No, Excel is not even a mediocre way to implement anything bigger than a shopping list. But it gets used because a) people don't know what an even playschool grade database looks like, and b) people tend to have it to hand, and c) they don't have anything better, and d) it's been crammed with functions to make it look like it might be a database (if you are clueless as to what a database actually looks like). And the costs to global society from all this misuse of a crap tool must be immense.
No, EXCEL IS NOT A DATABASE
Why?
The alternatives involve either opening up your own filestore/database to third parties (good luck securing that) or permanently storing that data with some random third party who you trust to restrict remote access to only those you specify (and pay them for the ongoing costs).
Sending a file - preferably encrypted against the errors, omissions and commissions of intermediaries - at least bounds the potential data loss. It's no worse a vector for dodgy executables than any of the other options.
I believe he may have been talking about corporate policies. Where all company data be responsibly managed via controlled means. Laptops being locked down, having no locally accessible storage. The company IT dept sorts it all out. Dropbox would have no place in the work flow.

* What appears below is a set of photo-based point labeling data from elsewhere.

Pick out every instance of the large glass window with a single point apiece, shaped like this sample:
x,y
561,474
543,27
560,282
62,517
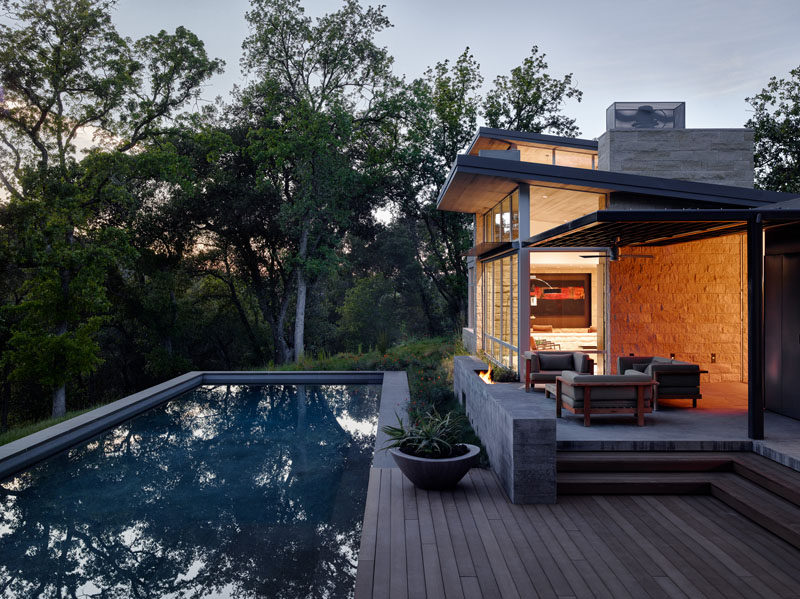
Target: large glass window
x,y
500,332
551,206
567,301
501,223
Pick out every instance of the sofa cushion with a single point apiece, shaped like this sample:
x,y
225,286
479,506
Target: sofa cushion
x,y
605,378
678,380
577,403
687,391
555,361
604,393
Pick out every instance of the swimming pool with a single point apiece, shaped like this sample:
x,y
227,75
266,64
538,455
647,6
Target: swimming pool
x,y
224,491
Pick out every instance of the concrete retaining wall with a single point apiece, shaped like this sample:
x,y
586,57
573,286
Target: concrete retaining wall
x,y
518,432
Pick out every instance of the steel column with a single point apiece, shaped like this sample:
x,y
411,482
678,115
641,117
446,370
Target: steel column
x,y
755,328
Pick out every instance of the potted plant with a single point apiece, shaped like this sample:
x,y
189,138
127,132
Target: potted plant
x,y
428,451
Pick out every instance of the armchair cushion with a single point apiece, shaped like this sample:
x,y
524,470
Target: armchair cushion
x,y
555,361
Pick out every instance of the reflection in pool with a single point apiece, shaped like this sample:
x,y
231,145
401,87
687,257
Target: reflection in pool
x,y
237,491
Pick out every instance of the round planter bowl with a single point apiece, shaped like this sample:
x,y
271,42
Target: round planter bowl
x,y
435,475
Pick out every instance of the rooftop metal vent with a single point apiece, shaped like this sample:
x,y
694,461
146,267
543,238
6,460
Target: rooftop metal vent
x,y
646,115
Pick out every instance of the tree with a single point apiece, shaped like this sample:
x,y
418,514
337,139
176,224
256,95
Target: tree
x,y
67,75
531,99
320,100
440,117
776,126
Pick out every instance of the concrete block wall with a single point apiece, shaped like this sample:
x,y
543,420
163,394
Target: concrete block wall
x,y
519,434
722,156
691,300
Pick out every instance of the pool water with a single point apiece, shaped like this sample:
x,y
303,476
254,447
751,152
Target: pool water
x,y
225,491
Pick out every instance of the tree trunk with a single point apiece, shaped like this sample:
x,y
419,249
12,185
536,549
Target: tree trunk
x,y
60,401
302,287
5,398
300,316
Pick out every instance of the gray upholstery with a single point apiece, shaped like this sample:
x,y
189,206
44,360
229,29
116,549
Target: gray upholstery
x,y
676,379
577,361
604,396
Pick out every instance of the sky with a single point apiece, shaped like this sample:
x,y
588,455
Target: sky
x,y
711,54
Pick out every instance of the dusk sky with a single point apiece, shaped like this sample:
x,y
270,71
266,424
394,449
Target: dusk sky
x,y
710,54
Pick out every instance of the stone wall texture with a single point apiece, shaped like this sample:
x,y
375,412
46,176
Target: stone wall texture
x,y
519,434
690,300
722,156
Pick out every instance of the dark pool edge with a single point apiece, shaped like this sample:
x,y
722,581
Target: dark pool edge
x,y
24,452
394,396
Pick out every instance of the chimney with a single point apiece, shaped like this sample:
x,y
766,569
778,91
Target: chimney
x,y
651,138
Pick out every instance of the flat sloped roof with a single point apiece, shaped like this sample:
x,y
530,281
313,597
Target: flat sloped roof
x,y
488,138
621,228
475,184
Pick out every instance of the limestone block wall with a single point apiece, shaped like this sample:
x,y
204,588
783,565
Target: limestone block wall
x,y
722,156
519,434
690,300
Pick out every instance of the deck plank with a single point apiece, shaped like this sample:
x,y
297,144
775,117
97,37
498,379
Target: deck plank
x,y
397,541
480,561
471,542
444,545
682,552
383,563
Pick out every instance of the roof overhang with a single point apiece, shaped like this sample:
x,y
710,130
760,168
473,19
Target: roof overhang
x,y
625,228
475,184
489,138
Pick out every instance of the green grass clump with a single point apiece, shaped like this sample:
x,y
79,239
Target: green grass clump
x,y
427,362
28,429
429,366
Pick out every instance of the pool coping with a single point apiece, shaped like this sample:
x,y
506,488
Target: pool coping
x,y
24,452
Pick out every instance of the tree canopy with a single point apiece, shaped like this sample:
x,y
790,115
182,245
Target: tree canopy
x,y
776,126
144,233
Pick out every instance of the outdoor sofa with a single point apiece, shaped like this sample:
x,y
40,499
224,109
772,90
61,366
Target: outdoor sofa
x,y
676,379
589,394
543,367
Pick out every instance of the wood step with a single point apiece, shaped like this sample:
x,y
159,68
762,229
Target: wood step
x,y
771,475
762,471
633,483
636,461
773,512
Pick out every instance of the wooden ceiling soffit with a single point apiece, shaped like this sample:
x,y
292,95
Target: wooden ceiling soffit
x,y
644,233
475,194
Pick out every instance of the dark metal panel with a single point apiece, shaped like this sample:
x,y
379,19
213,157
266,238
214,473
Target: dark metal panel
x,y
579,178
773,310
535,138
790,337
755,332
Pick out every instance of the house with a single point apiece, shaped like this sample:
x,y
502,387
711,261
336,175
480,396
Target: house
x,y
649,241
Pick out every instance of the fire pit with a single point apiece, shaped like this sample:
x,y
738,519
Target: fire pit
x,y
486,375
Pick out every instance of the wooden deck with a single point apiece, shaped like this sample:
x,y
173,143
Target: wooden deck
x,y
472,543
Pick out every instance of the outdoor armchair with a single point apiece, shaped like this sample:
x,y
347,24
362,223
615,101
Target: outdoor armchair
x,y
543,367
676,379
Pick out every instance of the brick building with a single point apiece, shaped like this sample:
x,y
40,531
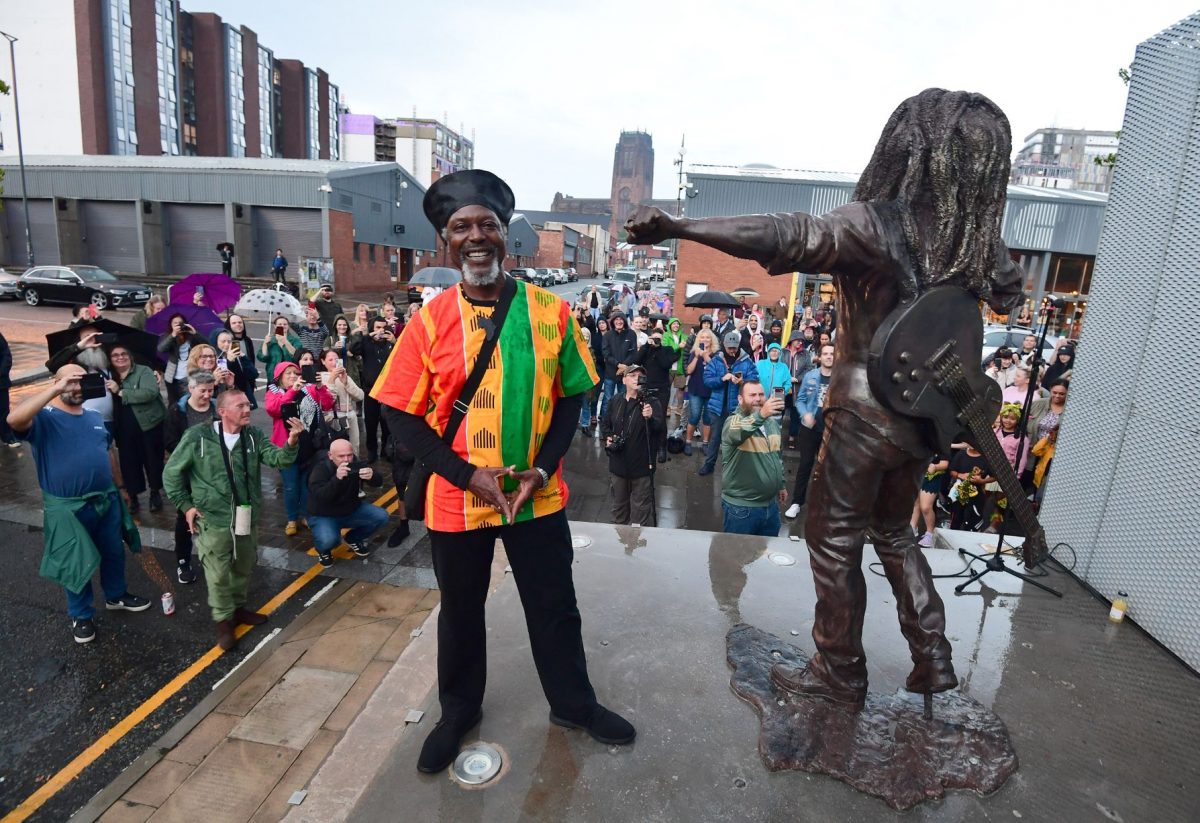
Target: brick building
x,y
127,215
144,77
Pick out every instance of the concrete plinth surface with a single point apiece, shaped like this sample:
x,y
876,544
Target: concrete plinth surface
x,y
1102,719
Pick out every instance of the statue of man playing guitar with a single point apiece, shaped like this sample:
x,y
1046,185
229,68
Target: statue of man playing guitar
x,y
927,212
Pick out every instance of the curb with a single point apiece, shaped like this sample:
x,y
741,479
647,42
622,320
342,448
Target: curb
x,y
107,797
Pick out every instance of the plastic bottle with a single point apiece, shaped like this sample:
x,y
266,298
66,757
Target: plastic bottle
x,y
1119,607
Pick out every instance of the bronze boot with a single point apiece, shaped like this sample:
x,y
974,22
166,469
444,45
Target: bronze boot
x,y
808,683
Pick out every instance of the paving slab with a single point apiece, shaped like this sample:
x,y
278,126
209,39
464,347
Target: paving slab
x,y
228,786
292,712
1102,719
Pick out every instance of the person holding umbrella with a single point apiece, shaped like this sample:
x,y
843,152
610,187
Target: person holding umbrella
x,y
226,252
138,416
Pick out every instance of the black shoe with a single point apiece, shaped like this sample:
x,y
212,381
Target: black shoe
x,y
604,726
184,572
129,602
443,743
399,535
84,630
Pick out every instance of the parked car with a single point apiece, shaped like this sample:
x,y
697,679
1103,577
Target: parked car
x,y
79,284
996,336
7,284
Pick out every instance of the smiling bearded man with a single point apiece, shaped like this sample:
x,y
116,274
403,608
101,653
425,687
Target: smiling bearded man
x,y
497,473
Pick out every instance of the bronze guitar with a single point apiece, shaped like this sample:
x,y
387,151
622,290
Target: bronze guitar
x,y
922,365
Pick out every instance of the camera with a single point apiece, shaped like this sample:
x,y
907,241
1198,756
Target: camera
x,y
616,445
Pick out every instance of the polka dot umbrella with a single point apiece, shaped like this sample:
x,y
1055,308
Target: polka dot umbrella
x,y
271,304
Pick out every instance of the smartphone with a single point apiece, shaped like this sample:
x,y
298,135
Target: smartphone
x,y
93,386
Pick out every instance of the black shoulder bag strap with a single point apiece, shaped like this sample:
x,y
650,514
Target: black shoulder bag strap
x,y
493,325
418,482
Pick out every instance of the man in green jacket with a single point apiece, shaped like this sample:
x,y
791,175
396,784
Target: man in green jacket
x,y
85,521
214,476
753,474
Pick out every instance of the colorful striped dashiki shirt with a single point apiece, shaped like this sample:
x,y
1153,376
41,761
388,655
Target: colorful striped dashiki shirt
x,y
539,358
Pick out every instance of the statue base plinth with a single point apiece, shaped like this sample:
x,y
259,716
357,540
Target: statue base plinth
x,y
887,749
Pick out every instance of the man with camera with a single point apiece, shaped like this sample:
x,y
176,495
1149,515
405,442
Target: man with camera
x,y
724,374
214,476
85,524
334,502
631,430
657,361
753,470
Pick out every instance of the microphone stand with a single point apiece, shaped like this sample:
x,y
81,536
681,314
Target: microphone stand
x,y
995,562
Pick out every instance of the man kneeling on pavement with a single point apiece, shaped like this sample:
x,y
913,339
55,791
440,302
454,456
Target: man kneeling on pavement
x,y
214,476
334,503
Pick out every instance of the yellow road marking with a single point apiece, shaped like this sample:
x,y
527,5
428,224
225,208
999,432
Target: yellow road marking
x,y
127,724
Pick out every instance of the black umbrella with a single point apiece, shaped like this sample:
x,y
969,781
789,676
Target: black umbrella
x,y
712,300
437,276
142,344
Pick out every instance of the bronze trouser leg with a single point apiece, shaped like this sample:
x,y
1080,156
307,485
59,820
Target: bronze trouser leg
x,y
919,606
841,498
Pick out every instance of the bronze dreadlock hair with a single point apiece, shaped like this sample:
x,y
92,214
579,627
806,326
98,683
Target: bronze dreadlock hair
x,y
943,162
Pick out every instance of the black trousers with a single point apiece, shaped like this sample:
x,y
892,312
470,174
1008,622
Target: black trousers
x,y
375,421
540,554
809,442
141,454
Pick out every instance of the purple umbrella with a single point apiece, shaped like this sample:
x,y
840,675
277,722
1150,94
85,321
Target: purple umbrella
x,y
202,318
221,293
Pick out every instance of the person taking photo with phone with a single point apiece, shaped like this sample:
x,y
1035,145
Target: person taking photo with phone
x,y
334,502
85,523
281,344
753,464
297,396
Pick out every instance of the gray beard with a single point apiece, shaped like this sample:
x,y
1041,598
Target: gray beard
x,y
94,359
487,278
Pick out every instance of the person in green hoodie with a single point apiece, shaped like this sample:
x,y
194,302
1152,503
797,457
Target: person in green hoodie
x,y
214,472
87,524
753,472
677,338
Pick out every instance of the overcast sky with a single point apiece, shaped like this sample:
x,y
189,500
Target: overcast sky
x,y
547,86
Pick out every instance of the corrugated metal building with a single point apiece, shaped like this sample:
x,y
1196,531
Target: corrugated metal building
x,y
151,215
1055,233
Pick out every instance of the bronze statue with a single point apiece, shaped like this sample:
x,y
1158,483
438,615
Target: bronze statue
x,y
927,212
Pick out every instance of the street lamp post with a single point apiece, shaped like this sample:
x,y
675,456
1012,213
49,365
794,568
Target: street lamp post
x,y
21,148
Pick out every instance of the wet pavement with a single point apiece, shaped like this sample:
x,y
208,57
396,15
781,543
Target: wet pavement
x,y
58,697
1102,719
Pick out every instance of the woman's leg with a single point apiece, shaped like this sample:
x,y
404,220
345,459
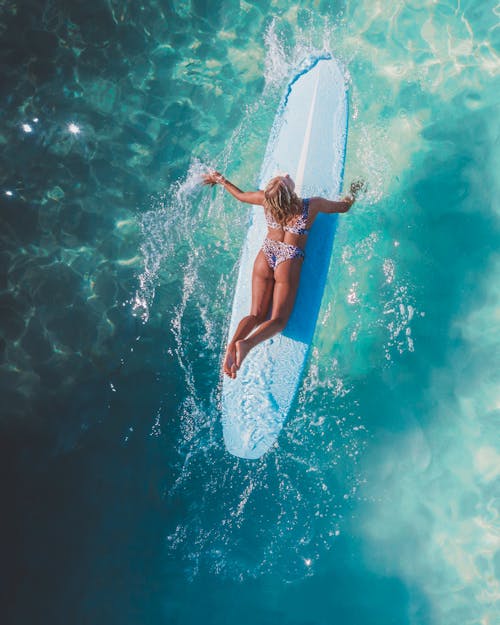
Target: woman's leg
x,y
287,277
262,293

The problem in smaller organizations is that there's not usually a secure data transfer mechanism (or it's not well publicized) for communicating with outside entities, so employees default to using Dropbox or something like it. Maintaining one's own solution comes with its own pitfalls, so sending files via a third party service is often good enough for many use cases.
The company IT dept sorts it all out
Solutions like WeTransfer exist because for most people that isn't an option. It's particularly not an option in "creative" industries where underpaid freelancers are very often providing large files to their barely-corporate content contractors. Use proper access controls doesn't actually require corporate policies, it just requires an awareness of the potential threat and the mitigation (appropriate encryption) to deal with it.
"A what?" would be the standard answer of 99% of people out there. You can be a great [non-IT professional], and still not have the skills required to think of this solution and implement it.
That's why services like Dropbox or WeTransfer flourish: The vast majority of professionals out there are not IT professionals, they need something simple which "just works".
Whoever heard of Dropbox or WeTransfer until they first heard of them?
The question is how to keep US megacorps' fingers out of SMB's data so you reccomend US megacorps on the basis that they have better marketing - because marketing is effectively what you're saying.
If tranferring data is part of a business's operations that acquiring some knowledge about the options available should be essential. Would you say that knowledge of the other things it does, be it accounting machine tools or design software should also be neglected?
"Solutions like WeTransfer exist because for most people that isn't an option. It's particularly not an option in "creative" industries where underpaid freelancers are very often providing large files to their barely-corporate content contractors. Use proper access controls doesn't actually require corporate policies, it just requires an awareness of the potential threat and the mitigation (appropriate encryption) to deal with it."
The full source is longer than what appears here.